C Corp. must comply with certain formalities so as not to lose the status and protection of the company. For example, must make regulations governing shareholder meetings, determine the scope of authority of the board of directors, etc.
Advantages:
– Generally, there is no personal responsibility.
– Ownership can be transferred easily through share sale.
– The corporation survives the death of the owner.
– Owners can issue and sell shares to investors to raise capital.
Counter:
– More expensive to set up and maintain than a sole proprietorship or partnership.
– Possibility of double taxation.
– Ongoing filing and reporting requirements.
S COMPANY
An S Corp is an ordinary corporation or any business entity, (i.e. a partnership or LLC that elects to be taxed as a corporation), that elects to be taxed under Subsection S of the federal tax code. S Corp is not taxed at the entity level, and profits flow directly to owners. California S Corp. is taxed on its net income at a rate of 1.5 percent.
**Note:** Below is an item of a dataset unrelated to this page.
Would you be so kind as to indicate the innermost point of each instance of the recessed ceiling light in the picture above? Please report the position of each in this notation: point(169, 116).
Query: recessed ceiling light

The estimated annual tax must be paid in four installments.
Advantages:
– Avoid double taxation.
– Generally, there is no personal responsibility.
– Generally, survive the death of the owner.
Counter:
– Must not have more than one stock class.
– Ongoing filing and reporting requirements.
– Maximum one hundred shareholders.
LIMITED COMPANY (LLC)
An LLC combines the favorable tax treatment of a partnership with the company’s shield from personal liability. The LLC owner’s liability for the LLC’s debts and obligations is limited to their financial investments, but members have the right to participate in the management of the company like general partners.
In California, for income tax purposes, an LLC with more than one member is taxed as a partnership, and an LLC with one individual member is taxed as a sole proprietorship. An LLC can elect to be taxed as a corporation by filing an election on Form 8832 with the IRS. California taxes LLCs and their owners in the same way that the IRS does, in addition to a minimum annual tax of $800 for the privilege of doing business in the state. LLC’s, whether Californian or foreign, may not provide professional services.
Advantages:
– Easier and faster to form than corporations.
– Generally, there is no personal responsibility.
– No double taxation.
– One of the least burdensome corporate filing requirements.
Counter:
– More complicated to form than other forms of partnership and sole proprietorship.
– Ownership may be more difficult to transfer because the LLC does not issue shares.
SERIES LIMITED COMPANY (SERIES LLLC)
Series LLC is one of the newest forms of corporation for a master LLC that has subsidiaries operating as independent LLCs, each protected from liability for the actions of the other LLC. Series LLCs cannot be formed in California, but Series LLCs formed in other states can register with the California Secretary of State and conduct business in California. Both Delaware and Nevada allow the formation of Series LLCs.
Advantages:
– Each unit can be managed independently from the others.
– Each unit has its own assets and liabilities.
– Each unit is protected from liability for the faults of other units.
– Owners enjoy personal liability protection.
– Each unit may be in the same business as the master LLC or run its own type of business.
– Units can be formed and dissolved by simple amendments to the Operating Agreement, without filing with the state. Hence, a reduction in legal, accounting, and administrative costs that would otherwise be incurred by some unconnected LLCs.
Counter:
– Each unit must maintain separate records.
– Since the Series LLC is a new entity, its tax status is unresolved and the case law is underdeveloped in some states. The IRS has not stated whether each unit will be taxed as a separate entity.